Le ski alpin, c’est pour moi le moment où tu peux vraiment tout lâcher, faire un peu ce que tu veux, oser des choses sans que personne ne puisse rien te dire sur le moment. Bien sûr après la manche il y a un débriefing, mais tu es libre de te faire plaisir un maximum sur la piste à un moment donné, et ce moment, il est là rien que pour toi et ça c’est magique ! Peu importe la discipline. Que ce soit du slalom, du géant, du super g, de la descente ou bien du super combiné, les sensations sont toutes aussi grisantes les unes que les autres. Le slalom : la prise d’angle maximale en taillant des courbes à vitesse réduite (environ 30km/h) le géant : même principe avec un peu plus de vitesse et d’engagement (60 à 75km/h) Le super g : alliant agilité d’un géantiste et recherche de vitesse d’un descendeur cela procure des sensations de vitesse et de techniques très agréables à contrôler. (100 à 120km/h) La descente : recherche de vitesse maximale. On lâche les chevaux !! (100 à 150km/h) Super combiné : une manche de super g et une manche de slalom. La polyvalence fera la force du gagnant !

Qu’est-ce que ton sport t’apporte personnellement ?

Le ski est pour moi comme une école de la vie. On apprend à être autonome, à se lever tôt, à vivre en groupe, à faire des sacrifices, des choix, manger sainement, à être rigoureux, bien dormir… Autant de choses que l’on mettrait, à mon sens, bien plus longtemps à apprendre sans le sport de haut niveau.

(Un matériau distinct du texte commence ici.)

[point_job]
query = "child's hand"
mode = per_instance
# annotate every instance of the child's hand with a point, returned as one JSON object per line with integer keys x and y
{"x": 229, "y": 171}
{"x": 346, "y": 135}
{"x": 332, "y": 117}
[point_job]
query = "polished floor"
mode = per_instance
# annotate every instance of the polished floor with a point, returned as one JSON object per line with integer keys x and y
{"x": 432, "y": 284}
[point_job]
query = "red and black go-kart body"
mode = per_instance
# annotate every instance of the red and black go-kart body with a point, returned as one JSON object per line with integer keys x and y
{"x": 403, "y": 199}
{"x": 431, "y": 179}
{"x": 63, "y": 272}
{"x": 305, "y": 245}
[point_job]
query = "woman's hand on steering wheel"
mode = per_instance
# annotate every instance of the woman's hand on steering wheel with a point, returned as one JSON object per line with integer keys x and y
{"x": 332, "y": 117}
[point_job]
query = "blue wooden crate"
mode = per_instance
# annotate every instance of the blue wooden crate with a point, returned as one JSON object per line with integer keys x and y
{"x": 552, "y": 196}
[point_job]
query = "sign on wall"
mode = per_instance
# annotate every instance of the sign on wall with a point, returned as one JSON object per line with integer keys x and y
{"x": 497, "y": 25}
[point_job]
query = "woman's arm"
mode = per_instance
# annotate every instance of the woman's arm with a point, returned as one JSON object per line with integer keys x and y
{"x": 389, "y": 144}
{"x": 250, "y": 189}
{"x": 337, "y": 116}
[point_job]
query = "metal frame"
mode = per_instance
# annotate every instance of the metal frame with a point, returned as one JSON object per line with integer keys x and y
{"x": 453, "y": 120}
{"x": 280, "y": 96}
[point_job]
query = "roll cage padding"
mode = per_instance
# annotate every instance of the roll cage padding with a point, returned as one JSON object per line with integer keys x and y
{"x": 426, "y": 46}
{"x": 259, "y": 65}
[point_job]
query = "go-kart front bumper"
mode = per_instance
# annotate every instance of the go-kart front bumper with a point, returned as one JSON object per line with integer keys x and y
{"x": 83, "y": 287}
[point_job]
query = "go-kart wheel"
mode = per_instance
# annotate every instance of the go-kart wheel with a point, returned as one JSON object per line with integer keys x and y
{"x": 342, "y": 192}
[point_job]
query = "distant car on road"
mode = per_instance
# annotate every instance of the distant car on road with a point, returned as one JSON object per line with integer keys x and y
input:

De nature timide, le ski m’a appris à surmonter un peu mes appréhensions.

Ton projet et ton plus grand rêve sportif ?

Comme tout athlète de haut niveau, mon plus grand rêve serait de devenir un jour champion du Monde et/ou champion Olympique. Mon projet étant de monter les échelons petit à petit pour finalement arriver jusqu’à un niveau de coupe du Monde.

Ton meilleur souvenir ?

Je pense que mon meilleur souvenir sera la descente de Kitzbühel que j’ai dévalée cette année. Des sensations, de l’adrénaline et une ambiance de ce type… C’est vraiment incroyable !

As-tu des sponsors ?

Mon sponsor casque est la Plagne ! Ma station me soutient depuis le plus jeune âge et je lui en suis très reconnaissant. Il y a aussi Rossignol, Vola et Leki qui me fournissent le matériel nécessaire pour que je skie, mais ce ne sont pour l’instant pas des sponsors mais des équipementiers. Merci à eux aussi, car sinon faire du ski coûterait d’autant plus cher… Entre les vêtements, les gants, les affaires de sport et le matériel qui va avec, la cotisation au comité, les déplacements (bien que certains soient pris en charge par le comité) et les éventuels passages par la case hôpital il est important pour nous jeunes compétiteurs d’essayer de trouver des sponsors qui aient envie de croire en nous et de nous aider. Nous devons également payer nos études sans pour autant pouvoir avoir un job étudiant à côté. D’où l’importance des sponsors.